Funny,I turned it off as soon as I saw Mort Zuckerman.That video was tripe.

JW n FL's picture
by gwar5
on Mon, 01/17/2011 - 12:52


Yep, I've said for 2 years the USA will following the pattern of collapse of the USSR and American influence and empire will be broken up. The effect on geopolitics will be enormous and despots around the world will no longer be held in check.

Good night, and good luck.


Why? cause you want it real, real, real, real, real, real bad to happen?

Are you going to call upon the alien gods to come and crush the ignorance that you swim in?
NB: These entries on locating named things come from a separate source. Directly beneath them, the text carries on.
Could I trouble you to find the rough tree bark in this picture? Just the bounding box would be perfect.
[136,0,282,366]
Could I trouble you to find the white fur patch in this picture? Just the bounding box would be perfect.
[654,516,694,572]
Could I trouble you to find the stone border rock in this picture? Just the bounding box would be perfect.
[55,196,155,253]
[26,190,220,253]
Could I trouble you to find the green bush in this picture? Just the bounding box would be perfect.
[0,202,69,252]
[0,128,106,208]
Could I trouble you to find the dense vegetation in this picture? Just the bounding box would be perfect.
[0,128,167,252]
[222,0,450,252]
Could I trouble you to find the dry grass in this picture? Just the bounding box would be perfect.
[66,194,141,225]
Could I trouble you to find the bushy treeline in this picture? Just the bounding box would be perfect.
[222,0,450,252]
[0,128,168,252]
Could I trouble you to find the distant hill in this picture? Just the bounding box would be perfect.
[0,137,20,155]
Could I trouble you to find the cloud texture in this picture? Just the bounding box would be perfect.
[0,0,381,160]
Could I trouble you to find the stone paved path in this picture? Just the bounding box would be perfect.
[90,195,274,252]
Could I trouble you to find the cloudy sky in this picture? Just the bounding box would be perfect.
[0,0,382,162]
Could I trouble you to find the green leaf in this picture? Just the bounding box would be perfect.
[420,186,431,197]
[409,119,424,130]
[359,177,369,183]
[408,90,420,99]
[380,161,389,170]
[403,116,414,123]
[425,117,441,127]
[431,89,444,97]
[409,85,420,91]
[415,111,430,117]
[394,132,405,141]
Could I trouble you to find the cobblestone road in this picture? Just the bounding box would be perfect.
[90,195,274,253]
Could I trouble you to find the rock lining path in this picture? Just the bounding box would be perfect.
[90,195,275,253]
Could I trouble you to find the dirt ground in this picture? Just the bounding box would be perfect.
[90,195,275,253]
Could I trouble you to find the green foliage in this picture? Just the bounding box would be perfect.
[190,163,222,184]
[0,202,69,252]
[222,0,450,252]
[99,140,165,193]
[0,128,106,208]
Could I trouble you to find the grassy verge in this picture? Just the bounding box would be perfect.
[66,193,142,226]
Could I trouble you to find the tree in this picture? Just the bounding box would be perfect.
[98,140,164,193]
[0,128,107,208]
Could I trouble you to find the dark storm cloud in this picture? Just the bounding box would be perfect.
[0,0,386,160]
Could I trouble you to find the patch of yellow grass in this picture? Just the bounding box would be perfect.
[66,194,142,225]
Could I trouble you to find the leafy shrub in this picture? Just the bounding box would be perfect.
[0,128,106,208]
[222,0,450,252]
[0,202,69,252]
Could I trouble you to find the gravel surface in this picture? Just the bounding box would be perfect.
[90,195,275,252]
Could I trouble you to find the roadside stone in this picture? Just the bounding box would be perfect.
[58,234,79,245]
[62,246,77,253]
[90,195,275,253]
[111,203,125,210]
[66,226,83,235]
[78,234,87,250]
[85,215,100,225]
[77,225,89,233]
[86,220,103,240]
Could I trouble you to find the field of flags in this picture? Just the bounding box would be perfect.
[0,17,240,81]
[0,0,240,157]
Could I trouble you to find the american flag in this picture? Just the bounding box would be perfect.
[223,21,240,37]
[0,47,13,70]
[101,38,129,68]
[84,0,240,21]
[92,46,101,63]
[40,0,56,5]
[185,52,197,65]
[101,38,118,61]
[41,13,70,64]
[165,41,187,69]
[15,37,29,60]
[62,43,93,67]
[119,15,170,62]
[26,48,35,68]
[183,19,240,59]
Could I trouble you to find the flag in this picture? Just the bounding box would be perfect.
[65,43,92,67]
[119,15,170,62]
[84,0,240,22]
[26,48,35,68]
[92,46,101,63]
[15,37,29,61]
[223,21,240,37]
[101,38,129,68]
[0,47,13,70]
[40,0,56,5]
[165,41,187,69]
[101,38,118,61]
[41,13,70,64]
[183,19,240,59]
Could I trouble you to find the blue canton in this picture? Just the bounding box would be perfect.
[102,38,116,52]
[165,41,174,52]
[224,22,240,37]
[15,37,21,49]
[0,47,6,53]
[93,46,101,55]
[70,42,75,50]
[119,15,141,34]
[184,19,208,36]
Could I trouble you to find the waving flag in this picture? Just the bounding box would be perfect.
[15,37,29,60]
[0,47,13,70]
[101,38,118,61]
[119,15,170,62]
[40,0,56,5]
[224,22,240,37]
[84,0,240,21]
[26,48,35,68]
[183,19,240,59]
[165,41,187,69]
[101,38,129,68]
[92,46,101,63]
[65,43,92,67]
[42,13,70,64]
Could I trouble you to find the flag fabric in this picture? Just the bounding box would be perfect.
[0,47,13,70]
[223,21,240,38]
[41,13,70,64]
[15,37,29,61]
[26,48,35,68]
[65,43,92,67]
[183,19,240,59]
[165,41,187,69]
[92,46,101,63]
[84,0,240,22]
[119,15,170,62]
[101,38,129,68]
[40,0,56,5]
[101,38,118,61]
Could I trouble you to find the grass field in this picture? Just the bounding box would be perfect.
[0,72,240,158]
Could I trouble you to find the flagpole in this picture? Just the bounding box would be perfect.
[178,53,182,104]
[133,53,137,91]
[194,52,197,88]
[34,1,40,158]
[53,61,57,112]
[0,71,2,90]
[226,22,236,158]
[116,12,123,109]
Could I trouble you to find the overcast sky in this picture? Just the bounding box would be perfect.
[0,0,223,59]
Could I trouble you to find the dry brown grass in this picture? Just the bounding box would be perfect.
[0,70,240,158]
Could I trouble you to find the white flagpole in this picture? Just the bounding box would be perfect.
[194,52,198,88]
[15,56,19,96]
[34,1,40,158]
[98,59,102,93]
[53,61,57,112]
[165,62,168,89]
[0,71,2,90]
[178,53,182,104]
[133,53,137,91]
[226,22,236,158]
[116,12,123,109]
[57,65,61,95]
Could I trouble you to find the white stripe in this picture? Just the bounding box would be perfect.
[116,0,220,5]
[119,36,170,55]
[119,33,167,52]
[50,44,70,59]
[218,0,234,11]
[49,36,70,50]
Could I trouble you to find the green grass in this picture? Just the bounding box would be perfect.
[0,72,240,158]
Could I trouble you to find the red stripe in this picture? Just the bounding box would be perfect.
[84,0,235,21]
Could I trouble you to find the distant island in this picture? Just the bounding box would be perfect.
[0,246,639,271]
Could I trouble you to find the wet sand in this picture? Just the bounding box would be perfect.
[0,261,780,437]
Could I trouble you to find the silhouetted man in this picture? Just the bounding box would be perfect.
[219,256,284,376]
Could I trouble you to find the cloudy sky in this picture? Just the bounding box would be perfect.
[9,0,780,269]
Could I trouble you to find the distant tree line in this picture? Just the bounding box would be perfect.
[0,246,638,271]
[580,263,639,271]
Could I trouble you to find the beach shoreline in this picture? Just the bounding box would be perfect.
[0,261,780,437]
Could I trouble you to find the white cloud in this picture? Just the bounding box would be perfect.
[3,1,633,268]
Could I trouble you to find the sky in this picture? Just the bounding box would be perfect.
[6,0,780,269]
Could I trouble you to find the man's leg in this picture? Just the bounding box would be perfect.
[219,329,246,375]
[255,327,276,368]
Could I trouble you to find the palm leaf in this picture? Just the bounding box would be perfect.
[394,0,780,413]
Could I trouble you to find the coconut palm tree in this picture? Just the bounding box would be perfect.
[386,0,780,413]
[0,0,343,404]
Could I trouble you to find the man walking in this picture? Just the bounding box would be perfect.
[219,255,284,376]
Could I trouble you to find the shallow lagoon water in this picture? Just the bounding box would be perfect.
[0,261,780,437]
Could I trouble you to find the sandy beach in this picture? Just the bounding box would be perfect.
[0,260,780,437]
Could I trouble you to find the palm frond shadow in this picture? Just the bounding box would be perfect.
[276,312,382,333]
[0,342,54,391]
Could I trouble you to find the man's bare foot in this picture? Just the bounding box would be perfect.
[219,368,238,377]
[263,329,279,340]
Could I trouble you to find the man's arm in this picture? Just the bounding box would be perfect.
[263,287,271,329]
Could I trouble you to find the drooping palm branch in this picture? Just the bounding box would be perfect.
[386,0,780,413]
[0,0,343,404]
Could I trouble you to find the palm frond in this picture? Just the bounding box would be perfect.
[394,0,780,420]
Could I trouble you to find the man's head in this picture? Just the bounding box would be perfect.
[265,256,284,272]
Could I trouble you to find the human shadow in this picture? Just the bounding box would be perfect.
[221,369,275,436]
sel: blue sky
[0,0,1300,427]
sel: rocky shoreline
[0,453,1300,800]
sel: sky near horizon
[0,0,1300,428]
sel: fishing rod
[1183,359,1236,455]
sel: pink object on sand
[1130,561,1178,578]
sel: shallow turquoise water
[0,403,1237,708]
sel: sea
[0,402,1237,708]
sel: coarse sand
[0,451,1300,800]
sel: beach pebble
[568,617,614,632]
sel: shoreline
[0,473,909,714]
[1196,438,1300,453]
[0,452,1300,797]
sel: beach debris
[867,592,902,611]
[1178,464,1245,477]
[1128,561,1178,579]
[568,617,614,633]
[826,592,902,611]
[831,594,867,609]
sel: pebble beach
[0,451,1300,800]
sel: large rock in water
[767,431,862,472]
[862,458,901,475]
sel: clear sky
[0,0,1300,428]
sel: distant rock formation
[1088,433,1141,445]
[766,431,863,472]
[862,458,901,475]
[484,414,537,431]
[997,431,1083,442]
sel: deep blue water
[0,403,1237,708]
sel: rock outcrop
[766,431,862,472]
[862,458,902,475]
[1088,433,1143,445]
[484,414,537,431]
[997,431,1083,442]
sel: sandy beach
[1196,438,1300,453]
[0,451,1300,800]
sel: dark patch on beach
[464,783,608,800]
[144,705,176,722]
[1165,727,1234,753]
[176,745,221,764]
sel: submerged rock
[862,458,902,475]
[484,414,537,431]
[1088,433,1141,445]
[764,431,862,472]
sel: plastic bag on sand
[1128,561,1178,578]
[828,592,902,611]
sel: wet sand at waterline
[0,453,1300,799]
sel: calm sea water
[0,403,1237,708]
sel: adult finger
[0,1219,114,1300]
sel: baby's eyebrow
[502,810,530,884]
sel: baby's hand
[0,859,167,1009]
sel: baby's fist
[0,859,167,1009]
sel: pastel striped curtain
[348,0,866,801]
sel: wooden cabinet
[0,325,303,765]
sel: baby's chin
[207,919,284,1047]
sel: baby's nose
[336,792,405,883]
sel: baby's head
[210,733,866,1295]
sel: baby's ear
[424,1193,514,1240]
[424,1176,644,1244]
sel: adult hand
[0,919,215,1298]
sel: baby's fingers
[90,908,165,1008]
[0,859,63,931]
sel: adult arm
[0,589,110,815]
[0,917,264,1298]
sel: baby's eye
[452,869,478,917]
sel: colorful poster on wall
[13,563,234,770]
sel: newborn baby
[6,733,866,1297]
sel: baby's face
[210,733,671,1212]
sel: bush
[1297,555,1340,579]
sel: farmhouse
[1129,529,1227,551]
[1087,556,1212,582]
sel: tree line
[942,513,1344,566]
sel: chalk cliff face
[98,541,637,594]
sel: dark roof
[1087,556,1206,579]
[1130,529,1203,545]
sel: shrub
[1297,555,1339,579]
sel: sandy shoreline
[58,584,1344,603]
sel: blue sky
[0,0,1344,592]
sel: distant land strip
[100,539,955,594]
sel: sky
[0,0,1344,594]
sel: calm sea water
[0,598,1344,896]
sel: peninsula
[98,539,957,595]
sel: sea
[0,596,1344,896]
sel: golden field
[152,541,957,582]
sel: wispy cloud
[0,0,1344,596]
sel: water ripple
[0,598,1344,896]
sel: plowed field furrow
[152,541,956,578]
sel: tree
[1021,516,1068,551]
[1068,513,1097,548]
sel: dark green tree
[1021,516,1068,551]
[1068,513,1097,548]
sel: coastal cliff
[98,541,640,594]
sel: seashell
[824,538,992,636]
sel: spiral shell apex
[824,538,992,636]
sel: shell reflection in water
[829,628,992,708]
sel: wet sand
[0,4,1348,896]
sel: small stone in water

You sound like a fucking sheep.

here... have a song to jam too...

UGrev's picture

To the contrary.. it sounds like you're too chicken shit to let it go and you want the dog and pony show to keep going real, real, real, real, real, real, bad. I want this stuff to stop as in YESTERDAY (and that would pretty much mean the collapse before the reset). But if you want to let the elitists fist your ass with a grapefruit, then you go first. I'll watch and then sell the video on the internet.

CH1's picture

Yes, collapse then reset is our only hope. The alternative is North Korea or worse.

mtomato2's picture

"Fist your ass with a grapefruit..."  Did he really say that?  Damn.  That is some gooood stuff, there.  +1000!

Oh regional Indian's picture

Smooth as silk ladies and gentlemen.

Please note the top three stories. Full court press of bad news.

Known as the numbing down of the audience. We are clearly at the edge of another shock and it will (always does) come out of left field.

A black swan?

It casts no shadows.


Meanwhile, all you constitutionalists, digest this:

If you don't believe read Padelford, Fay & Co. vs. The Mayor and Aldermen of the City of Savannah. 14 Georgia 438, 520 which states " But, indeed, no private person has a right to complain, by suit in court, on the ground of a breach of the Constitution, the Constitution, it is true, is a compact but he is not a party to it."



JW n FL's picture

for someone who is media savy, you sure do post some stupid shit.

Oh regional Indian's picture

For someone whos is a stupid shit, you do a fine act of being media savvy.